If a dragon is NOT properly cared for, i.e incorrect diet/temps/etc. or fall ill, it could have 'flare-ups' of Adenovirus symptoms. Diarrhea , anorexia & lethargy, are all common during these flare-ups, and palliative care must initiated.  

There is no known 'cure' for Adenovirus, and symptoms are treated as needed.

 

Adenovirus also makes the symptoms of other ailments much worse and harder to clear up. So Adenovirus may not have caused the death of your animal, but it made the respiratory infections, or parasites, (or enter a number of other common ailments here) effect them much harder  and they ended up passing away. 

  

Another common occurrence is that a dragon will be symptom free for most of its life, and then die suddenly from organ failure caused by the Adenovirus. It can cause inflammation of the digestive system, liver, kidneys, and nervous tissue as well as suppress their immune system. So saying Adenovirus is "nothing to worry about" is just a lie. But the first step is knowledge. And acknowledgement that there IS a problem. Which is why I still test.


~OUR ADV STORY~


I used to have an 100% ADV free breeding program. I was completely unaware that other breeders didn't even test until a series of unfortunate events turned my world upside down. 
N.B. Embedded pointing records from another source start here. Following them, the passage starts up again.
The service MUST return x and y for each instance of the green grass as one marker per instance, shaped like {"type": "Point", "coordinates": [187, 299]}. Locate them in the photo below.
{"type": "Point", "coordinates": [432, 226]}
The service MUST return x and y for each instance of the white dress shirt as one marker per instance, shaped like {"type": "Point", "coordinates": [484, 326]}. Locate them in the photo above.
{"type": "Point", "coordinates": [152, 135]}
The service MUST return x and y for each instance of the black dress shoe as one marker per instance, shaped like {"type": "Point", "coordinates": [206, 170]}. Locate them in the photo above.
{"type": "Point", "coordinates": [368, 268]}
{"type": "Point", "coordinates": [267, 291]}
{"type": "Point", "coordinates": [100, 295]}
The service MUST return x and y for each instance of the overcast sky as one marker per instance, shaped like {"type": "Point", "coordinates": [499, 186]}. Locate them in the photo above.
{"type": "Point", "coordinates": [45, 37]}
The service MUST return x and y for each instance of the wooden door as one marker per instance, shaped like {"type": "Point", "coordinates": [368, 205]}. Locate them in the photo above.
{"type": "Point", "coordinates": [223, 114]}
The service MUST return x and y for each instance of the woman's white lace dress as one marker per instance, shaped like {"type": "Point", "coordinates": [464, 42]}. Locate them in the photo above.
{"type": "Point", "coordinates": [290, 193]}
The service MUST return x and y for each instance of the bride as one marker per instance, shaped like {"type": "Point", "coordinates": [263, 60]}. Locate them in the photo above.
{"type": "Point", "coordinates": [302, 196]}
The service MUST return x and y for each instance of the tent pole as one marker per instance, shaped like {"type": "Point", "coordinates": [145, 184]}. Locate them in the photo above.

Early last year I received a text message from a buyer that had just purchased a couple of babys from me, asking if there was any possibility that our dragons could be positive for ADV. She stated that one of her babys was acting funny, and when she googled the symptoms, ADV popped across her screen.

I answered honestly and told her that we had recently tested , due to a rescue passing away with what I suspected was ADV, and that No one came back positive, but I would retest to see.

After a few weeks of testing, tears  and investigation, we narrowed the exposure down to a handful of babys that came back from a reptile show with the 'gift' of ADV.


I spent the next few months, isolating, sanitizing, testing, retesting . Reading every article i could get my hands on, and questioning every breeder who would answer my emails. My complete operation on lockdown. 

 It wasn't until I tried to replace by lost breeders, that I realized my problem. I couldn't.

Over the course of last year I purchased 10 red females, from 10 different breeders, and ALL of them were positive for ADV.


I found The Pogona Adenovirus Testing Society ,  and through them, a new goal of helping spread awareness of the big dirty secret of ADV. They are also trying  to assist me in reestablishing a completely Adenovirus free breeding program. 


I still have ADV free breeders. I Have produced ADV free babys.  But unfortunately until the bearded dragon community as a whole, puts their foot down and acknowledges the problem that we as breeders have produced, 90% of all dragons,  including mine, will still have ADV.


So, I still test. I feel at times it is pointless. Looking for a needle in a stack of needles. But we have a vision of a completely ADV free program. We may not be there yet. But we will NOT stop trying.